Writers care about viewership. A female victim is way more popular than a male victim. It is unsurprising that this is who they would go with. It’s the same reason politicians avoid male victims of inequality. Gendered rape definitions for example are a very clear inequality. But what politician will risk accusations of misogyny for caring about men? India tried to make rape gender neutral and women’s rights groups.m feminists, and female politicians got it switched back. Politicians in favor of helping men were called women haters which isnt a good accusation for a politican.
Stop trying to twist this. Not too long ago.m you were honestly asking why male rape victims werent normally in media. Dont pretend you know the solution and that it’s men. Have you seen how small dedicated groups like MRAs (even female ones) are treated for addressing men’s issues? They get protested. They get bomb threats. Cassie Jaye’s film on what men go through was banned in Australian theaters and attacked by news anchors who admittedly didnt even watch it. Caring about men is unpopular. Gender equality that doesnt focus on women is unpopular. Feminism, a popular ideology, is at the forefront, insisting that men do not face inequalities and that misandry isnt real.
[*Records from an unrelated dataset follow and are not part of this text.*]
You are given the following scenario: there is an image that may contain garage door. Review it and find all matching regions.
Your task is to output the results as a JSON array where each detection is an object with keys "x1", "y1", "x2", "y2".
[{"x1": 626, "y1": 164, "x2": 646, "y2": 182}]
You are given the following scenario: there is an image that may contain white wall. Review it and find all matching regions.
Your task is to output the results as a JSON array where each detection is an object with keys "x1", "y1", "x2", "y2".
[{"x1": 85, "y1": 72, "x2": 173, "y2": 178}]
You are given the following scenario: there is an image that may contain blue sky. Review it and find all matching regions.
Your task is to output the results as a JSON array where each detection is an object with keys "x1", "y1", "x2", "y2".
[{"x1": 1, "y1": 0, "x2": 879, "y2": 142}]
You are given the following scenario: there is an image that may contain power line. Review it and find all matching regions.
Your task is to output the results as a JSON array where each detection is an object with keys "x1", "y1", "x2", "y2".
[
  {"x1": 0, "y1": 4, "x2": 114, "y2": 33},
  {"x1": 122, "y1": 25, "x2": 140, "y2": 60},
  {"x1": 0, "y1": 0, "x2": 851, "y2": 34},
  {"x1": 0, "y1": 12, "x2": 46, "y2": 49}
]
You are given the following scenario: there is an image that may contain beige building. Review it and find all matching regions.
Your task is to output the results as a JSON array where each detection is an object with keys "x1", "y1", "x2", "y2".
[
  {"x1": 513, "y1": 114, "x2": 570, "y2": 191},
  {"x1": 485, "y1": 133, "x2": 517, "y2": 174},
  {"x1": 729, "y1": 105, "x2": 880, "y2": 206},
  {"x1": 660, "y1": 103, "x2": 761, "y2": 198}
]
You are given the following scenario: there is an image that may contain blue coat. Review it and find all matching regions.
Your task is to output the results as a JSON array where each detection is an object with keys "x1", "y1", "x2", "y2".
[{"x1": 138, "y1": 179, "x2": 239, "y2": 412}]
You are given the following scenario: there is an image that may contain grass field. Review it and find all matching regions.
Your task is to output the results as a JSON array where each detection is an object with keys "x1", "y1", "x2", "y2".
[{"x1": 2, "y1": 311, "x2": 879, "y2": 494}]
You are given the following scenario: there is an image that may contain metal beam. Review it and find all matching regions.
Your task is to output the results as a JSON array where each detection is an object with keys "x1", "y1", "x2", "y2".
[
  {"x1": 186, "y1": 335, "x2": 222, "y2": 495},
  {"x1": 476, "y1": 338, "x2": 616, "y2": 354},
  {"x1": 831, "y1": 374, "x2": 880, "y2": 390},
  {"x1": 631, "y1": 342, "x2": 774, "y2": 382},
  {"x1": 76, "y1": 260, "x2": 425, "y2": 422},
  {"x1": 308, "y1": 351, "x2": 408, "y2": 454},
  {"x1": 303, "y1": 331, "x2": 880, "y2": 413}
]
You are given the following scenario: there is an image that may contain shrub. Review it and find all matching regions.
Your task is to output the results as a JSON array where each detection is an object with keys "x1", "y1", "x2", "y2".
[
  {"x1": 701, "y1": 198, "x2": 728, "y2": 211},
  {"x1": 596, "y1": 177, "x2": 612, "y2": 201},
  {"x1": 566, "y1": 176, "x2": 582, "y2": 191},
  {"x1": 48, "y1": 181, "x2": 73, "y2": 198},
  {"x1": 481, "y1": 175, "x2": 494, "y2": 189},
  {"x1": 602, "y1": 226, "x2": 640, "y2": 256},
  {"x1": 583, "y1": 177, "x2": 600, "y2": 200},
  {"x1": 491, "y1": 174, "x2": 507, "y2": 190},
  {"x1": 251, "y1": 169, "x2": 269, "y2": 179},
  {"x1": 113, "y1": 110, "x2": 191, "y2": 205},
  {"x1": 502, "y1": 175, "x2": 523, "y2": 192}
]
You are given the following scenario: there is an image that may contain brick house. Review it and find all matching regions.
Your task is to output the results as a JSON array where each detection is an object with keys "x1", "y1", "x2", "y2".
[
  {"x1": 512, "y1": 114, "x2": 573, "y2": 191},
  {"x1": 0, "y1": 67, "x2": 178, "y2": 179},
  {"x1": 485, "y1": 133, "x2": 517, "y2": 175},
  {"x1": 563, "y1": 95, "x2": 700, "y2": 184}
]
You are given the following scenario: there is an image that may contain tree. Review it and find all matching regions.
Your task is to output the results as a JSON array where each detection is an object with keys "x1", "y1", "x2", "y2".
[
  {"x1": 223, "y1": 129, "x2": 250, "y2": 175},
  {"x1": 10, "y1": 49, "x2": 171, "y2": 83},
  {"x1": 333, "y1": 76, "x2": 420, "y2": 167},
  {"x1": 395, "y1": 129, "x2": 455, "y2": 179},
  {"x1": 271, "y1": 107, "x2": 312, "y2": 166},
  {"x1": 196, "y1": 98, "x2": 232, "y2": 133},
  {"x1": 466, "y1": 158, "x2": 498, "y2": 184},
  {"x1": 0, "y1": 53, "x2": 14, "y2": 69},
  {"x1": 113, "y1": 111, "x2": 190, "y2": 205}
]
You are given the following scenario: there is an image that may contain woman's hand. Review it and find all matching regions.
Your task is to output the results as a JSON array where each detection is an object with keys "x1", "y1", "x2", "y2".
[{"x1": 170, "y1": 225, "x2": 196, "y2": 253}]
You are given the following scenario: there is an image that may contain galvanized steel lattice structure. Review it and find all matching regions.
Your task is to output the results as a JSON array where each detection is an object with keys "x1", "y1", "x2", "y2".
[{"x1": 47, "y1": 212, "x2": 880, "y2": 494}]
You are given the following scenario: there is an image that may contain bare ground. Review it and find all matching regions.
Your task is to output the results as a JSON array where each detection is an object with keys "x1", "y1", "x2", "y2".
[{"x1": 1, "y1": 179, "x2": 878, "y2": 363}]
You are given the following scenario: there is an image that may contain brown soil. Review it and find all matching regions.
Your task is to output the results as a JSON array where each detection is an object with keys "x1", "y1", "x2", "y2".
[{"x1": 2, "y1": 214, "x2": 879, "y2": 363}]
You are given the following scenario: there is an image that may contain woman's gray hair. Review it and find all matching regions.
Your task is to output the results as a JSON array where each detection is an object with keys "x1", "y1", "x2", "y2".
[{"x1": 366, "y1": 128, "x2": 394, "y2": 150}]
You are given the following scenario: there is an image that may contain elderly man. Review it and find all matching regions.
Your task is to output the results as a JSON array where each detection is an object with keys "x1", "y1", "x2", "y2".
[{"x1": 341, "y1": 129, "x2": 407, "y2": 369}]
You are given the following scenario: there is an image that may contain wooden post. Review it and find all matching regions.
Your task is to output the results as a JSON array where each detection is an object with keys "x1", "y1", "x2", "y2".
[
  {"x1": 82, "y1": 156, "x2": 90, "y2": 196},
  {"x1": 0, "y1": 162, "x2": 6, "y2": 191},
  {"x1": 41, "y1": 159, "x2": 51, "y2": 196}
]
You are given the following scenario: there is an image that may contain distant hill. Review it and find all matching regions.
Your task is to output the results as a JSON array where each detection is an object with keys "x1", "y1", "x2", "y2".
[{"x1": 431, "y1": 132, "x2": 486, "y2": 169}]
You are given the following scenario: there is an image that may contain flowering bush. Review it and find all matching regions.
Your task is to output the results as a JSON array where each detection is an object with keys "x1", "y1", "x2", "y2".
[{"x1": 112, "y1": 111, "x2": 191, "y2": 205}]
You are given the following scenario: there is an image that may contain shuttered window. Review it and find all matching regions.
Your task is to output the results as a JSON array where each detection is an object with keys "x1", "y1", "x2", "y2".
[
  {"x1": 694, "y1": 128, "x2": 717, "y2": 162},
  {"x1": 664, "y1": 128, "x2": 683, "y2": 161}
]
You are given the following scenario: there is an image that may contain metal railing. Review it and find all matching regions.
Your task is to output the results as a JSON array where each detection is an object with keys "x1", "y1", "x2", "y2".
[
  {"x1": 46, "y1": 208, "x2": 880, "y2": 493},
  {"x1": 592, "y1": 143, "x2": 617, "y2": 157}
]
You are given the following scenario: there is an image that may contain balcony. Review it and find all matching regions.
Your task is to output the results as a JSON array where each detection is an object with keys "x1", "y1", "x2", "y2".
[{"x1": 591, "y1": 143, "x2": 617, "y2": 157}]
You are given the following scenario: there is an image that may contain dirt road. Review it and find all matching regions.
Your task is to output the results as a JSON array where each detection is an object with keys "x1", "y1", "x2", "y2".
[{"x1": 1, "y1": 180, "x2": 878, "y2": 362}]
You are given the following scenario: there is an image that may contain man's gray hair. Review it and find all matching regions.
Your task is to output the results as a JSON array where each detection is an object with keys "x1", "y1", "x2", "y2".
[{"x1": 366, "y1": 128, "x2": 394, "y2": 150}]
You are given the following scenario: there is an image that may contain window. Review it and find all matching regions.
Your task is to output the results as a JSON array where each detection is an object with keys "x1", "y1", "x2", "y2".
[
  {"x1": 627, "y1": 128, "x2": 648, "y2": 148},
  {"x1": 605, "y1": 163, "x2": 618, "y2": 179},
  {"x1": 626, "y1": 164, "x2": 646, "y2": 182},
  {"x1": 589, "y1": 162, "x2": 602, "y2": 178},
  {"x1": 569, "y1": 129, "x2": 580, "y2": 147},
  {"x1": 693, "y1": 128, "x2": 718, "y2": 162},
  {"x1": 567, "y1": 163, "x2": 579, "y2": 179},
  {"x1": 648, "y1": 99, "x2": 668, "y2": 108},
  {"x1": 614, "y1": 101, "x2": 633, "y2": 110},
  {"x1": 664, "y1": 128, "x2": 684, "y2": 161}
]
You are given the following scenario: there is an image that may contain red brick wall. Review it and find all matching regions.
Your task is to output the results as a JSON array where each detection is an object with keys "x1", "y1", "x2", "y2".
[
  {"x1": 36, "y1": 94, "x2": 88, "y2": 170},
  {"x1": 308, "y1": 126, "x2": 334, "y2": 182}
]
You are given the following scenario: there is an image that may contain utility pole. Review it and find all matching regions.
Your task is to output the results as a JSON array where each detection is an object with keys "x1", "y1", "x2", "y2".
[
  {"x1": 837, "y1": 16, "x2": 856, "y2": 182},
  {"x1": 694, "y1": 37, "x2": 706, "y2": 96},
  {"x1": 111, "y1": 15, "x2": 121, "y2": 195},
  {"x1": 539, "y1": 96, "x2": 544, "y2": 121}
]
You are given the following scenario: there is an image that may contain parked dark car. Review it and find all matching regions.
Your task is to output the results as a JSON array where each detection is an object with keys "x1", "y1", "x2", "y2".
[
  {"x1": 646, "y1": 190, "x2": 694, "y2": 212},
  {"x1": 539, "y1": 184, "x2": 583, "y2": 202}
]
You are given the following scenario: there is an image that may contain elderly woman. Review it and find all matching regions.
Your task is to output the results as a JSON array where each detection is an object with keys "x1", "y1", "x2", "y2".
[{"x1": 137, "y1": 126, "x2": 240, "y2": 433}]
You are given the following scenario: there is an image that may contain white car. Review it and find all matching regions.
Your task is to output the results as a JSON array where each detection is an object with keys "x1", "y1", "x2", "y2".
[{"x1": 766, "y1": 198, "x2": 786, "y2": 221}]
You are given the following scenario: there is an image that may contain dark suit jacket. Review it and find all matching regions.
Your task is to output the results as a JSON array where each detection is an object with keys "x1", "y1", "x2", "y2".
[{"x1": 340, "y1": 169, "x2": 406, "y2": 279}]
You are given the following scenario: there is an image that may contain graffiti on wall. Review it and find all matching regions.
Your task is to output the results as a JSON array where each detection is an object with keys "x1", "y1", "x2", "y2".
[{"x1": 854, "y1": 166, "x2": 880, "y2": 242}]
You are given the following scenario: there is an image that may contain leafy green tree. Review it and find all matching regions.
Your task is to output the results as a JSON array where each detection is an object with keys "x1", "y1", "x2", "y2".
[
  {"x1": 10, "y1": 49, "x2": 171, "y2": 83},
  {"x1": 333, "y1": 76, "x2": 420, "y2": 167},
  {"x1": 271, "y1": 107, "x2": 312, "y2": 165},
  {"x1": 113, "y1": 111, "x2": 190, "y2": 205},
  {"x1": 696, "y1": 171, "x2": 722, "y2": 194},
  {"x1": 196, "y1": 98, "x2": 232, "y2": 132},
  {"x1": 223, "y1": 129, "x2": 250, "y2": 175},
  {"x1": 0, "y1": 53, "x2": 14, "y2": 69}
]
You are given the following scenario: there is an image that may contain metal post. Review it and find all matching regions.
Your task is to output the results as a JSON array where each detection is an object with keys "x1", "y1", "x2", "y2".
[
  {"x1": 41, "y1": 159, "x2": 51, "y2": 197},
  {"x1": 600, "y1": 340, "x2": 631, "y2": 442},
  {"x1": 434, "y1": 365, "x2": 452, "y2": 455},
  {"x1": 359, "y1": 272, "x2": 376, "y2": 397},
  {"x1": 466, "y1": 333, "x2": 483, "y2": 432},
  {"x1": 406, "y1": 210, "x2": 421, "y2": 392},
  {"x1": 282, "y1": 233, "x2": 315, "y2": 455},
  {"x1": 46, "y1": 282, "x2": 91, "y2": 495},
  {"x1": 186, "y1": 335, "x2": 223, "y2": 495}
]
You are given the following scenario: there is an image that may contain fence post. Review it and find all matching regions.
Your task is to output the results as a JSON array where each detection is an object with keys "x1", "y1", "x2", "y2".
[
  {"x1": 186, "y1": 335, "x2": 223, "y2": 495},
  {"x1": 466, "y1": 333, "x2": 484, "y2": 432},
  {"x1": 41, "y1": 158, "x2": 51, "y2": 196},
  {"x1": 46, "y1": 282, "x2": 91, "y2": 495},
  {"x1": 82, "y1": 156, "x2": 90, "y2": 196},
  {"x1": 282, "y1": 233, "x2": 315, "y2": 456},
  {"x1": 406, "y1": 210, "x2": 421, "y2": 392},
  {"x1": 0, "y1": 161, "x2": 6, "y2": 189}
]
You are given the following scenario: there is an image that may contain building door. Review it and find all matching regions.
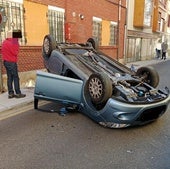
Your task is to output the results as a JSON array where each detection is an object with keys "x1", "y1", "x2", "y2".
[{"x1": 125, "y1": 38, "x2": 142, "y2": 63}]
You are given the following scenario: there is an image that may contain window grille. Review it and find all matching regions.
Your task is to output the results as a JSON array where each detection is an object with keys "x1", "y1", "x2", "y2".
[
  {"x1": 47, "y1": 9, "x2": 65, "y2": 43},
  {"x1": 160, "y1": 18, "x2": 165, "y2": 32},
  {"x1": 110, "y1": 22, "x2": 118, "y2": 45},
  {"x1": 0, "y1": 0, "x2": 25, "y2": 44},
  {"x1": 158, "y1": 12, "x2": 165, "y2": 32},
  {"x1": 92, "y1": 19, "x2": 102, "y2": 46},
  {"x1": 143, "y1": 0, "x2": 152, "y2": 27}
]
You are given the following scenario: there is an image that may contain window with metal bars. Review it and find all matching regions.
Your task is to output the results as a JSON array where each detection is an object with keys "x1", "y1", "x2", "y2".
[
  {"x1": 110, "y1": 22, "x2": 118, "y2": 45},
  {"x1": 47, "y1": 8, "x2": 65, "y2": 43},
  {"x1": 0, "y1": 0, "x2": 25, "y2": 44},
  {"x1": 92, "y1": 19, "x2": 102, "y2": 46},
  {"x1": 158, "y1": 12, "x2": 165, "y2": 32}
]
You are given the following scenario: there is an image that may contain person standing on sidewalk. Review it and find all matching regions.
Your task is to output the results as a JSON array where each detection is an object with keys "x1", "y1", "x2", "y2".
[
  {"x1": 1, "y1": 31, "x2": 26, "y2": 99},
  {"x1": 161, "y1": 40, "x2": 168, "y2": 60}
]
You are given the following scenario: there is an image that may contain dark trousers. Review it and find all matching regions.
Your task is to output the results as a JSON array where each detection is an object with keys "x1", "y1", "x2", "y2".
[
  {"x1": 162, "y1": 52, "x2": 166, "y2": 59},
  {"x1": 3, "y1": 61, "x2": 21, "y2": 95}
]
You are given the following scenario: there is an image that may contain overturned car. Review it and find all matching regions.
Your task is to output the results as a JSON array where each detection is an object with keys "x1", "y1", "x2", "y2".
[{"x1": 34, "y1": 35, "x2": 170, "y2": 128}]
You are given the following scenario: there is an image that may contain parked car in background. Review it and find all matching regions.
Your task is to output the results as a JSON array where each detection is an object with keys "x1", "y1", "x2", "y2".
[{"x1": 34, "y1": 35, "x2": 170, "y2": 128}]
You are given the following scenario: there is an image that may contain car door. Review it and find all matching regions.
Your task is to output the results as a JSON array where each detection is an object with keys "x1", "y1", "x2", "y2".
[{"x1": 34, "y1": 71, "x2": 83, "y2": 105}]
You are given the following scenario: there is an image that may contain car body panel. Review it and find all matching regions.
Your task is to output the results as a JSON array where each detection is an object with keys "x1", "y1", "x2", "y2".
[
  {"x1": 44, "y1": 50, "x2": 90, "y2": 80},
  {"x1": 34, "y1": 71, "x2": 83, "y2": 105}
]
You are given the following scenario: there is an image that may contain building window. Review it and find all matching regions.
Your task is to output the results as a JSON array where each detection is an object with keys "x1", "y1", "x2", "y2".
[
  {"x1": 158, "y1": 12, "x2": 161, "y2": 31},
  {"x1": 159, "y1": 0, "x2": 167, "y2": 8},
  {"x1": 160, "y1": 18, "x2": 165, "y2": 32},
  {"x1": 92, "y1": 17, "x2": 102, "y2": 46},
  {"x1": 0, "y1": 0, "x2": 25, "y2": 44},
  {"x1": 110, "y1": 21, "x2": 118, "y2": 45},
  {"x1": 158, "y1": 12, "x2": 165, "y2": 32},
  {"x1": 47, "y1": 6, "x2": 65, "y2": 43},
  {"x1": 143, "y1": 0, "x2": 152, "y2": 27}
]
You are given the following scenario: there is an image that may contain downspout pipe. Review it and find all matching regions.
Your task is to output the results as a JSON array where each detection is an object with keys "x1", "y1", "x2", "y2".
[{"x1": 117, "y1": 0, "x2": 121, "y2": 61}]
It typically just gets people like you who try to twist it as misogyny or men’s fault instead of really looking at the issue.
So anyway, to get back on topic, using trauma to drive a character is normal and is done to men too.
If a female rape victim is more popular with audiences than a male one, why are we having this discussion on a post decrying the constant depiction of female rape victims in the first place? On a post that has been reblogged by people that agree with it thousands upon thousands of times? To say nothing of the engagement of Jessica Chastain’s original tweet?
Why is the criticism of the sort of lazy, misogynistic writing that uses the rape of female characters for cheap drama such a widely discussed, commonly accepted talking point in most, if not all feminist media critique?
That would suggest to me, that a female victim is not, actually, more popular with audiences and that, in actual fact, you’re full of shit, mate.
And pardon me for wandering from the point here, but Boko Haram? #BringBackOurGirls? Cassie Jay?
Do you have any other men’s rights talking points from over half a decade ago that you’d like to throw out, apropos of nothing, and see if they stick?